College students head home and often hit the bars or gather for parties. Family members in town for a visit are kicking off their holiday celebrations.

But when they hit the road after partying, that's when the problems start and a happy homecoming becomes a tragedy.

"Go have a good time, just don't drive," said Wauwatosa Police Department Lt. Tim Sharpee, who wants people to arrange for a designated driver, bus or taxi to get home.

Those who do get behind the wheel intoxicated will get caught, he said. The Southeast Wisconsin Multi-Jurisdictional Drunk Driving Task Force will be out from 8 p.m. Nov. 25 to 4 a.m. Nov. 26 looking for impaired drivers.

In addition to the Milwaukee County Sheriff's Office and numerous suburban police departments in the task force, other law enforcement agencies, primarily to the west, are getting involved on this one. Hartland, Waukesha, Delafield, Pewaukee and Jefferson County have all pledged support. Brown County in northeast Wisconsin will also hold its own targeted enforcement that night.

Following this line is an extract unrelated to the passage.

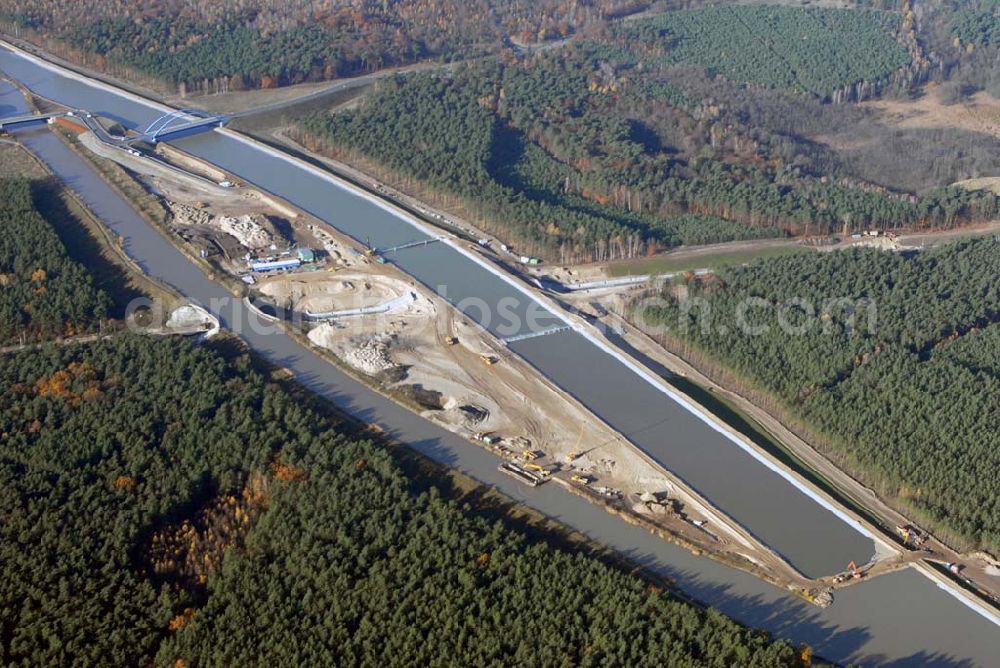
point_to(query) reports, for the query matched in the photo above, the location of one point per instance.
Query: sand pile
(248, 230)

"We're starting to branch out to other parts of the state," Sharpee said. "We really want to have from Milwaukee to Madison covered."

In the Wauwatosa area, all the interstates, highways and major roadways will be patrolled.

In recent months, there have been several people killed by drunken drivers around the state. Letting people know the police mean business could help prevent further alcohol-related deaths, Sharpee said.

"We really want people to know this is what we're doing, so they plan ahead and make this holiday a safe one," he added.

Since the creation of the task force, 1,166 drunken drivers have been removed from southeast Wisconsin roadways. There likely will be a deployment during the Christmas season and New Year's Eve. Typically, the task force operates twice per month, but a bump in grant dollars to each of the participating agencies could mean more frequent deployments in 2011.